西武山川、無人スタンドに「どすこい」も「恥ずかしい。お客いてこそ」

西日本スポーツ 小畑 大悟

 ◆オープン戦 広島3-3西武(8日、マツダスタジアム)

 静かな球場に山川の雄たけびが響いた。無人のスタンドに向かって「どすこい!」。それも2連発。オープン戦19打席目で待望の1号ソロが飛び出しただけでなく、2打席連発となる2号ソロを放った。「うれしかった。1本目は完璧。それがあったからこそ次の打席も打てて良かった」と笑った。
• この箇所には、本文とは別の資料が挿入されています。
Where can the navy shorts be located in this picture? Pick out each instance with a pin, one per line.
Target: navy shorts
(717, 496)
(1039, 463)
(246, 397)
 6回2死、岡田の148キロ直球を見事にはじき返した。バックスクリーンへの一撃。今季のテーマに掲げている中堅から右方向へのどでかい当たりだった。「打った瞬間だった。シーズンでも何回かのいいスイング。1球で打ち返せて良かった」。好感触を8回2死の次打席につなげた。DJ・ジョンソンの直球を逆風にあらがい、左翼席最上段まで運んでみせた。

 待ちに待った2発で3年連続の開幕4番も決めた。辻監督は「そりゃそうだろ、どう考えても」と明言。昨季夏場に不振に陥った後は中村に譲ったままだった4番を奪い返した格好だ。当の山川は「オープン戦で争うものじゃない。開幕してからが4番争い。シーズンに入って打ち続けるのが大事」と力を込めた。

 無観客の中、テレビ画面越しに見ているファンへ向けて「どすこい!」と大声で叫んだ。「恥ずかしかった。アホっぽかった。お客さんがいてこそ。開幕して、ファンの皆さんとどすこいができたらいい」と願いを込めた。3年連続キングに向け準備は整いつつある。 (小畑大悟)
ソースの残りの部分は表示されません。